Here is my take on the top reasons for failure of initiatives expressed at both the Summit and the Exchange plus the “must have” critical success factors.

Failure factors:

  1. Politics – not being able to align senior cohorts in the business to the correct North Star. Executives have different priorities and may want to move the business in different directions so it is critical that the senior management team move towards the same aspirational vision of the future setting out what does success look like, how do we know when we have achieved it and how do we measure success.
  2. Prioritization – it was said that many businesses have so many fires to put out it’s difficult to decide which one to put out first. One expert proposed that the initiative focusses on the biggest problem.  What no-one suggested, and what was surprisingly absent, was the focus on the Voice of the Customer.  A company can have the best quality product, at the lowest price with the fastest delivery but none of that matters if the customers are not happy.  Conversely, if a company has poor quality product, at the highest price with the slowest delivery, none of that matters if the customers are happy.  The priority for transformation initiatives has the be the Voice of the Customer.
  3. Planning – often doesn’t consider external forces, contingency for failure, communication for change plans, knowledge transfer and capability development plans to meet the future business skills sets. One of the main pain points is initiative fatigue.  Project tasks are often assigned to overloaded, under resourced teams because of the absence of resource planning.  Team members view the additional workload as a chore rather than an exciting opportunity to improve.
  4. Delivery – the activities identified in the road map have to be delivered to scope, in full, on time and within budget. Many enterprise-wide change programmes fail because of the lack of resolution of the pain points or the absence of the critical success factors.  Tasks are often poorly managed and poorly delivered or even left unfinished because of changes in priority.

 

The critical success factors:

  1. Four Pillars of Change Management – Any Business Transformation Initiative must have the framework of the Four Pillars to work within:
    1. The burning platform or compelling case for change. Participants must understand why we have to change.
    2. The Aspirational Vision of the Future. This has to be something that everyone in the business can buy into and wants to be part of.
    3. The Road Map. Participants need to understand how we are moving from the current situation to the Aspirational Vision of the Future.
    4. The Team. Everyone has to have confidence that the team can lead the business through the road map to achieve the Aspirational Vision of the Future

If we don’t have this framework, it’s easy to understand why we see the failure faults described above.
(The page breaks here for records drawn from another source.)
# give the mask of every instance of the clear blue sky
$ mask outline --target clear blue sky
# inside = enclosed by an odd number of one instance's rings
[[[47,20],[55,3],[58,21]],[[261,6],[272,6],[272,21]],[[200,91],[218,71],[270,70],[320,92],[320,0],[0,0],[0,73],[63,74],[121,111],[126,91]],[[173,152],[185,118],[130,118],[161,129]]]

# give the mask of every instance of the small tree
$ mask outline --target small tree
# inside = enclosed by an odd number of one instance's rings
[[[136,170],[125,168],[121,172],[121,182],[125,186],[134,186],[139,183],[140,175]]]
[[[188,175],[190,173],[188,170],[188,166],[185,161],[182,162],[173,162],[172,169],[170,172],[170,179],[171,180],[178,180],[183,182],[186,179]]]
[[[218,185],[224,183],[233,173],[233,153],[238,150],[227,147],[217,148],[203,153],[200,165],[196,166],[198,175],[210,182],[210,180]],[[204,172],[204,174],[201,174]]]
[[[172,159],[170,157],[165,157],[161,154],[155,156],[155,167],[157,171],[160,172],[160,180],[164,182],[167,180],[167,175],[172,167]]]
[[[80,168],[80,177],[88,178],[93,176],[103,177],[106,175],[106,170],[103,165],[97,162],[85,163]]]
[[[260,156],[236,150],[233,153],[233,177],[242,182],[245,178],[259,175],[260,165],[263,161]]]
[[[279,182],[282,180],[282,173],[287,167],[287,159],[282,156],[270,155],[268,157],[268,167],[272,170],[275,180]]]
  1. Sponsorship – the sponsors have to believe in the successes that can be achieved during the journey and must be willing to commit to the investment required and authorize the release of funding.
  2. Governance – there has to be a rigorous governance model that reports progress accurately and can calculate the ROI.
  3. Ownership – people at all levels of the organization have to be engaged to the extent where they happily take ownership and accountability for necessary activities set out in the road map.

 

Sadly, the Summit and the Exchange are finished but it is not the end of the mutually beneficial relationships we have created.  I look forward with enthusiasm to continuing the conversations we have started.